Ingraham assumes that Bush’s failures must go hand-in-hand with his ideological deviations, essentially defining his failures by their results (deficits, a huge bubble) rather than by their policies, which did indeed reflect exactly what conservatives demanded at the time. The ritual conservative denunciations of Bush are intended to cleanse the ideology of Bush’s sins, and through sheer repetition, most of the conservatives have made the world forget just how fervently they supported Bush through most of what they now call his errors.

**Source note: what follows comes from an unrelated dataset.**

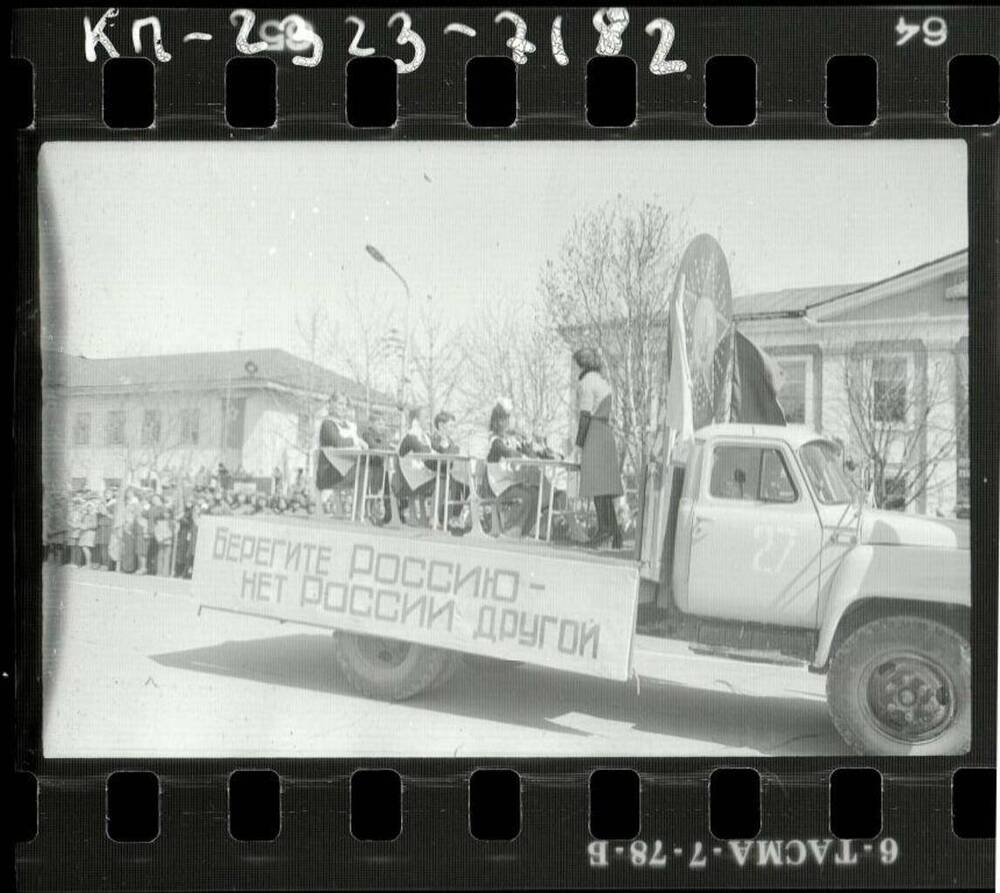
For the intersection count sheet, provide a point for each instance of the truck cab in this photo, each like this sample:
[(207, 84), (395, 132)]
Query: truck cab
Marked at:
[(771, 553)]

The tension that lay beneath this delicate balance did not rise to the surface because conservatives have been mostly united throughout the Obama era. Establishmentarian Republicans and grassroots activists alike endorsed the party’s posture of total opposition to the entire Obama agenda. Immigration reform is the first time a serious tactical split has arisen within the party — the first time when a significant GOP faction has decided the party’s interests dictated cooperating with Obama in some form rather than opposing anything he could support. And so the denunciation of Bush is now being used not merely as a ritual incantation but as a conservative weapon to discredit fellow Republicans.
That explains the unusual bitterness of the internecine feud between former friends. It also explains why Republicans needed Marco Rubio, not Jeb Bush, to lead the immigration reform push. But it also points to a larger question facing the party. Conservatives need to decide if their denunciations of Bush are a mere rhetorical device or a genuine strategy.